Sono racconti caratterizzati da una scrittura densa di pathos e di grande spessore psicologico, da periodi lunghi e sinuosi e da una cura meticolosa nella scelta dello stile e del linguaggio. Ma al contempo sono anche storie in cui l’esattezza dei dettagli, quasi giornalistica, si mischia a un magnetismo brutale ottenuto grazie a improvvisi tratteggi rapidi e a una frammentazione lessicale. Esemplare in questo senso il racconto che chiude la raccolta, Yo Ho e due buttiglie di rum, dove il razzismo atavico del secondo ufficiale di un mercantile transoceanico non viene scalfito nemmeno davanti alla morte, accidentale ma indotta, di un marinaio cinese: “L’americano o il latino finisce male e scompare, si assimila alla gente e alle condizioni verso le quali il destino lo getta, diventa, forse per sentimentalismo, indifferente alla propria nazionalità. L’inglese, invece, è sempre inglese: più in basso cade, più sfacciatamente inglese diventa”.
Il grande sogno, di Sam Shepard (traduzione di Andrea Buzzi), è la celebrazione dei grandi spazi americani, di una waste land allucinata, della ricerca, ormai vana, di una frontiera che è luogo della mente e non del corpo. Si tratta di un libro bellissimo, ritmato come un copione cinematografico, dove le contraddizioni degli Stati Uniti vengono svelate attraverso dialoghi interrotti, scene di quotidiano disagio familiare, in fattorie abbandonate, sotto cieli infiniti che lasciano giusto il tempo di sognare qualche secondo prima che la tragedia del vivere si riappropri della mente di chi sta osservando. “Sopra le ali di pollo fumanti c’è appeso un cartoncino scritto a mano che dice: la vita è quello che ti succede mentre pensi ad altro. Il cartello pieno di schizzi gira lentamente sotto i raggi arancioni delle lampade infrarossi. Una musica apocalittica in sottofondo mugola dagli altoparlanti nascosti”.
Il modo di dire addio. Conversazioni sulla musica, l’amore, la vita, di Leonard Cohen (traduzione di Camilla Pieretti, a cura di Jeff Burger; con una lettera di Francesco Bianconi; introduzione di Suzanne Vega), è una sorta di gigantesca confessione fatta dal cantautore, poeta e scrittore canadese attraverso decine di interviste rilasciate nell’arco di tutta la sua lunghissima carriera.

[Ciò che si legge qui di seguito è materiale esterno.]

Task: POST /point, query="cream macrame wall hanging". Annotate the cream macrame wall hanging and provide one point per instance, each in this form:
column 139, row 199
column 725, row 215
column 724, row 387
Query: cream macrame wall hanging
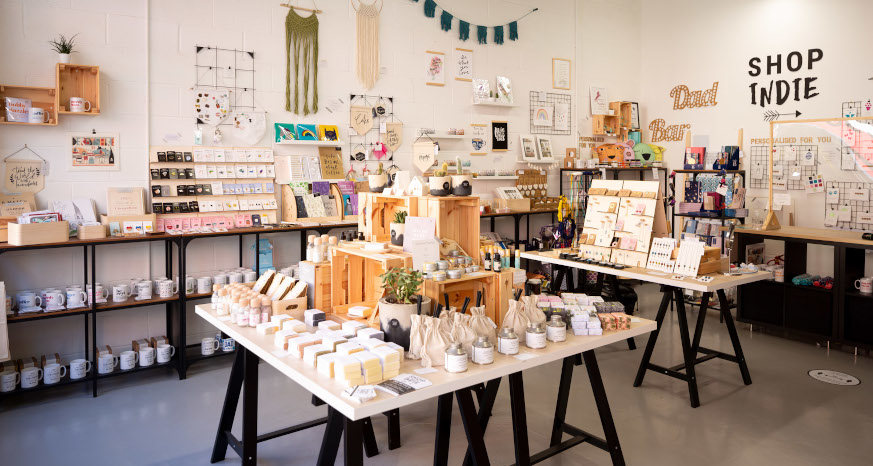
column 301, row 40
column 367, row 63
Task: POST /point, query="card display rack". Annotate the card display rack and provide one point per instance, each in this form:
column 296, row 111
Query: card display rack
column 256, row 188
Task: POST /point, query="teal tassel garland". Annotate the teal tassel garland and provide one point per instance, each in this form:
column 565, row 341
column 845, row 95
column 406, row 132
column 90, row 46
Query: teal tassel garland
column 463, row 30
column 429, row 8
column 446, row 21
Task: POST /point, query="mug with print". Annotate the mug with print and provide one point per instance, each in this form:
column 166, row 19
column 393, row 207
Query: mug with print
column 79, row 368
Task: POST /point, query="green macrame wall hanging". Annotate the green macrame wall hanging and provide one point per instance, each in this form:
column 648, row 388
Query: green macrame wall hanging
column 446, row 18
column 301, row 36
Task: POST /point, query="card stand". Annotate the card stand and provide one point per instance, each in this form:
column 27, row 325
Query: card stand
column 379, row 210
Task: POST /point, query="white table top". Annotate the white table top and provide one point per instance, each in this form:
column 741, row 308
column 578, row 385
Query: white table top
column 329, row 390
column 719, row 282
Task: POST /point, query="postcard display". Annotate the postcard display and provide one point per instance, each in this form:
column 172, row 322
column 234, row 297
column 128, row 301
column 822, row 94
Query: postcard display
column 622, row 218
column 226, row 187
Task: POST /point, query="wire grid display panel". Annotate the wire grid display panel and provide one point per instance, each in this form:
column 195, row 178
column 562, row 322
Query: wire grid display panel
column 760, row 163
column 230, row 69
column 551, row 99
column 858, row 207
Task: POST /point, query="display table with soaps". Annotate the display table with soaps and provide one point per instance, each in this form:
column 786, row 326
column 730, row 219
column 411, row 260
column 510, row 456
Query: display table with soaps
column 349, row 418
column 672, row 286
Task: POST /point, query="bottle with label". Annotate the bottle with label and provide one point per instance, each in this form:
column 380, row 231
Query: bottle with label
column 483, row 351
column 456, row 358
column 556, row 330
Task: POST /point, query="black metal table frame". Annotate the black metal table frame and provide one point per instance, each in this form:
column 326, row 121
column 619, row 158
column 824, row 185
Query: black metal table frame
column 691, row 347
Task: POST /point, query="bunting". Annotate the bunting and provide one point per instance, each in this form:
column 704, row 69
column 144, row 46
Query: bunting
column 446, row 19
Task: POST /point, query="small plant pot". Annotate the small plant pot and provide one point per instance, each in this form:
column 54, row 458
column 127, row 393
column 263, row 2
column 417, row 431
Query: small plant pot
column 378, row 183
column 395, row 322
column 462, row 185
column 440, row 185
column 397, row 230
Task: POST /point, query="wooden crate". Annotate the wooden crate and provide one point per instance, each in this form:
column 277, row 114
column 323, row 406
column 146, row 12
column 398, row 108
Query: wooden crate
column 457, row 218
column 38, row 233
column 496, row 291
column 78, row 81
column 355, row 275
column 376, row 212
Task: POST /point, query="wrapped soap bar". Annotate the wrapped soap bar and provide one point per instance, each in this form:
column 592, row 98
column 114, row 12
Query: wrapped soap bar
column 314, row 351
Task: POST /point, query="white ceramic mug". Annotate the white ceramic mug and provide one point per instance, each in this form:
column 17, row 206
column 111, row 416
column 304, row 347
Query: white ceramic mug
column 9, row 379
column 53, row 373
column 146, row 356
column 76, row 297
column 208, row 346
column 127, row 360
column 167, row 288
column 78, row 104
column 55, row 300
column 79, row 368
column 38, row 115
column 164, row 353
column 30, row 377
column 864, row 285
column 204, row 284
column 28, row 300
column 107, row 363
column 144, row 290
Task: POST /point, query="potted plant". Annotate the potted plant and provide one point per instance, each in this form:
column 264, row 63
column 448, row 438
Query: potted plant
column 63, row 46
column 440, row 183
column 462, row 185
column 400, row 302
column 378, row 181
column 397, row 227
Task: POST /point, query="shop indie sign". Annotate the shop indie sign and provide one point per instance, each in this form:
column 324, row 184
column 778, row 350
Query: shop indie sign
column 779, row 91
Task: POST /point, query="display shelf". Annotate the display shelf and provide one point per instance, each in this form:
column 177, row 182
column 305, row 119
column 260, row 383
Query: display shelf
column 40, row 97
column 77, row 81
column 295, row 142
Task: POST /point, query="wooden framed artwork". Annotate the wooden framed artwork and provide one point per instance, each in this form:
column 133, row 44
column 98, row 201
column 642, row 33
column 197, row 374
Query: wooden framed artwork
column 435, row 68
column 561, row 73
column 499, row 136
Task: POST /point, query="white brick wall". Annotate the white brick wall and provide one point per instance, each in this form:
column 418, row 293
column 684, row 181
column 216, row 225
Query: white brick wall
column 146, row 54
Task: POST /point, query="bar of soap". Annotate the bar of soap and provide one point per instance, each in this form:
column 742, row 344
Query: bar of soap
column 348, row 348
column 295, row 325
column 371, row 333
column 328, row 325
column 360, row 311
column 324, row 364
column 314, row 351
column 280, row 338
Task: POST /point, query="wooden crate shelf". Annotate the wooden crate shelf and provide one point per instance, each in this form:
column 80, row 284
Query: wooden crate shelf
column 40, row 97
column 78, row 81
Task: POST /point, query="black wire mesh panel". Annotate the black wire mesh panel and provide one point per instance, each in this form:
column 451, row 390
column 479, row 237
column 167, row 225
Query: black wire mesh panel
column 547, row 99
column 230, row 69
column 857, row 222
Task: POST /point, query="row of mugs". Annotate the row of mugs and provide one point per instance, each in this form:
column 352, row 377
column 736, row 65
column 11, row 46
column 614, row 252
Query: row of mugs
column 53, row 373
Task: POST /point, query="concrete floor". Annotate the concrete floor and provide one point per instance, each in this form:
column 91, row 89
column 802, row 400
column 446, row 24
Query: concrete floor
column 784, row 417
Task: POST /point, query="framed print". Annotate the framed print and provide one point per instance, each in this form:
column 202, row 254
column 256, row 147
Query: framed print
column 435, row 68
column 544, row 144
column 93, row 151
column 528, row 147
column 561, row 73
column 499, row 133
column 463, row 65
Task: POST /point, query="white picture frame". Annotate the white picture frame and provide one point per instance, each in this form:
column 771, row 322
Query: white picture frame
column 544, row 148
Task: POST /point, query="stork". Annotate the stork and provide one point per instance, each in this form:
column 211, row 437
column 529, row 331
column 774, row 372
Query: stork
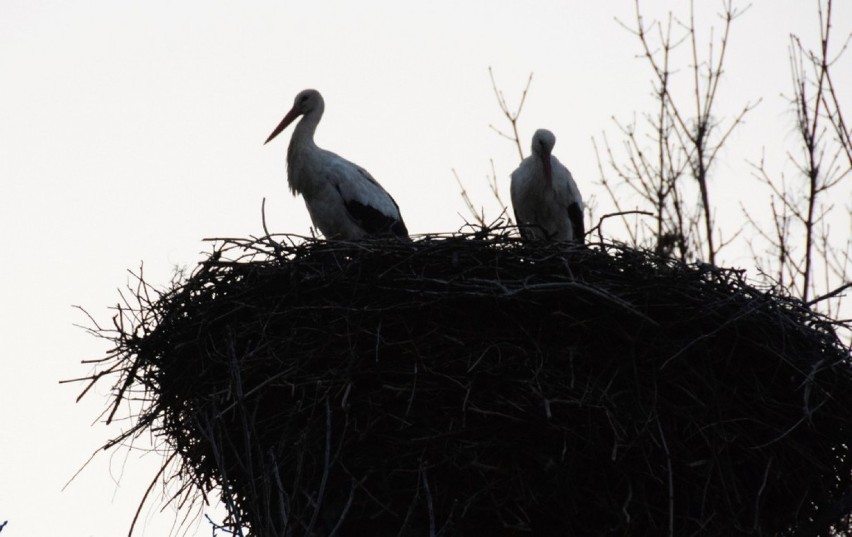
column 547, row 203
column 343, row 199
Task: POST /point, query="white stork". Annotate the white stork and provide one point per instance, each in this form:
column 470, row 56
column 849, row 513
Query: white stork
column 343, row 199
column 547, row 203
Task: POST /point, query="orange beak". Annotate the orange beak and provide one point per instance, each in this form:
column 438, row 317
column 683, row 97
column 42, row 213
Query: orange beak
column 291, row 115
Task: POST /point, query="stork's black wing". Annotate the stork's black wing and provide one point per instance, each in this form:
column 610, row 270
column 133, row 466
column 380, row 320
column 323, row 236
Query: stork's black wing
column 374, row 221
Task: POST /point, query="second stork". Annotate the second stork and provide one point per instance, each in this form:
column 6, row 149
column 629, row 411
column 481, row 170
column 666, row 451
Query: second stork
column 547, row 203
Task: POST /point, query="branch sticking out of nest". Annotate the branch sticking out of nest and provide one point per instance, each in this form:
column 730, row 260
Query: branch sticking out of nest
column 471, row 384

Ne nasce un ritratto affascinante, un personalissimo e colto mondo interiore. Dalle sue prime raccolte di liriche alla breve parentesi alla Columbia University, dai viaggi in Europa, fino all’isola greca di Hydra, dove scrive due romanzi, alle esperienze musicali nel pieno folk revival del Greenwich Village, dai rapporti con Judy Collins, John Hammond, Joan Baez, alla struggente Chelsea Hotel No 2 dedicata al suo fugace rapporto con Janis Joplin, Leonard Cohen racconta il suo universo malinconico, le intuizioni che lo hanno portato a scrivere testi di canzoni e libri a testimonianza della solitudine, dell’emarginazione e degli amori perduti. Un libro soffuso e romantico, come è stato Cohen in vita.